El análisis de los fundamentales permite comprender mejor el potencial de rentabilidad de las acciones estadounidenses a largo plazo.

Morningstar 25/12/2017

Contrariamente a los observadores que predijeron una caída en el mercado bursátil estadounidense después de la elección de Trump, este ha saltado de récord en récord.

En 2017, el índice S&P 500 alcanzó 53 máximos históricos (tanto como en 2014), lo que provocó sentimientos contradictorios sobre la capacidad de esta clase de activos para establecer nuevos récords.

Algunos observadores, como Jeremy Siegel, creen que las acciones siguen siendo más baratas que los bonos. Otros, como Alan Greenspan, creen que "estamos entrando en una nueva fase económica - una estanflación que no se veía desde los años setenta, lo que no es bueno para los precios de los activos".

La elección de Donald Trump contribuyó a la agitación del mercado, pero otros factores, comenzando por las tensiones geopolíticas con Corea del Norte o las elecciones en Europa, también contribuyeron a los vaivenes del mercado a corto plazo.
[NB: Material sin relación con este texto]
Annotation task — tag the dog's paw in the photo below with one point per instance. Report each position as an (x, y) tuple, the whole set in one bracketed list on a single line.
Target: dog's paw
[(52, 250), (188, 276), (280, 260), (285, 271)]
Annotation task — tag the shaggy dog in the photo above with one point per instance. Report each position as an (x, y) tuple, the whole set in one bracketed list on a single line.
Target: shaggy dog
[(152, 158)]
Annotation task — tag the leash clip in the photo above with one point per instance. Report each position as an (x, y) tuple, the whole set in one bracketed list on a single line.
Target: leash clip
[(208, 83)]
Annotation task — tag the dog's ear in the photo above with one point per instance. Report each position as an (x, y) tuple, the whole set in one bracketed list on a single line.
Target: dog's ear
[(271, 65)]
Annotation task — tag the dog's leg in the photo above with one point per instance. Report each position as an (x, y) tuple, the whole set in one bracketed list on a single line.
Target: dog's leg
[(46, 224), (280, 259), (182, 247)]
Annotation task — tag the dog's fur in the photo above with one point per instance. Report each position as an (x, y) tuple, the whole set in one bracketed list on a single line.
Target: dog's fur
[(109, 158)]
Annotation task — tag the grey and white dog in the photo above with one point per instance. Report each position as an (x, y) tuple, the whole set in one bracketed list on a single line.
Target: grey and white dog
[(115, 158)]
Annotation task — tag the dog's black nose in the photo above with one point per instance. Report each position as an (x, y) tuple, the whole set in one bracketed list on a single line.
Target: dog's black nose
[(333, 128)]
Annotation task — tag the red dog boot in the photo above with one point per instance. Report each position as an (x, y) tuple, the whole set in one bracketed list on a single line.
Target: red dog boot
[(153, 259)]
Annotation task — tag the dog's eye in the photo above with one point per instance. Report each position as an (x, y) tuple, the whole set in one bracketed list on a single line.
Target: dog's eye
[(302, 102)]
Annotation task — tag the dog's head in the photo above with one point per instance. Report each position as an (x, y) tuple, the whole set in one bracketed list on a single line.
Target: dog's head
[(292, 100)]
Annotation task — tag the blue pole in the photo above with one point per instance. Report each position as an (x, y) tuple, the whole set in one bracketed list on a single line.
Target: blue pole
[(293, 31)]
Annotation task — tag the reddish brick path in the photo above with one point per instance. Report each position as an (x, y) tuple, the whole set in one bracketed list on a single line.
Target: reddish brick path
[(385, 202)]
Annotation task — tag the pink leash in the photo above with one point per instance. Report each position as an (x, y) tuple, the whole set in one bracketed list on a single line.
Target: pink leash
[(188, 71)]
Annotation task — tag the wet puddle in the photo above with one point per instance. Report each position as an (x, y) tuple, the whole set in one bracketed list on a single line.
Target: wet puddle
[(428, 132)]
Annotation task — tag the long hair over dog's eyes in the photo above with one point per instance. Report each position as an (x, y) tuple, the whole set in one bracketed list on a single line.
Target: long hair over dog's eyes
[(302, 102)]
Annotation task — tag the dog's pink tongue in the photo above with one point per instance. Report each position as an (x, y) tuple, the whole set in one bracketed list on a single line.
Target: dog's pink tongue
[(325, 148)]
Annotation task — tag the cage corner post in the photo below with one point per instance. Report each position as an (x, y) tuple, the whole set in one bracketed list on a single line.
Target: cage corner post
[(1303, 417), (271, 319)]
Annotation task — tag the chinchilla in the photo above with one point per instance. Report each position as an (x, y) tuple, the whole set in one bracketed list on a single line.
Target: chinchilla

Esta evolución errática ilustra principalmente el impacto de los sesgos de comportamiento que pueden afectar al razonamiento de los inversores, ya sea el temor a la aversión a las pérdidas o la miopía temporal de los inversores (demasiada atención prestada a corto plazo).

Pronosticar el desarrollo a corto plazo de los mercados bursátiles puede ser tentador, pero creemos que es más sabio y saludable confiar en las fuentes de rentabilidad a largo plazo de los mercados y entender su dinámica.

Nuestro marco de análisis consiste en dos pasos: primero, evaluar los fundamentos de la renta variable estadounidense; y segundo, determinar cómo estos fundamentos están valorados por la Bolsa.

En lo referente a los fundamentales, cabe señalar que la dinámica de los beneficios y dividendos ha sido particularmente favorable en términos reales desde la crisis financiera. Este factor proporciona un apoyo a largo plazo a la renta variable, aunque hay que tener cuidado de no extrapolar los resultados pasados al futuro.

 

Acciones americanas: evolución de los beneficios y dividendos en términos reales

Fuente: Morningstar Investment Management

 

Uno de los principales impulsores del crecimiento de los beneficios y dividendos han sido los márgenes particularmente elevados, que han aumentado entre el 8,5% y el 9,5% en la última década. Por lo tanto, cualquier inversor debe prestar atención a la sostenibilidad de tal nivel de rentabilidad, especialmente cuando es significativamente superior a la media a largo plazo, situadas en el 7,5%.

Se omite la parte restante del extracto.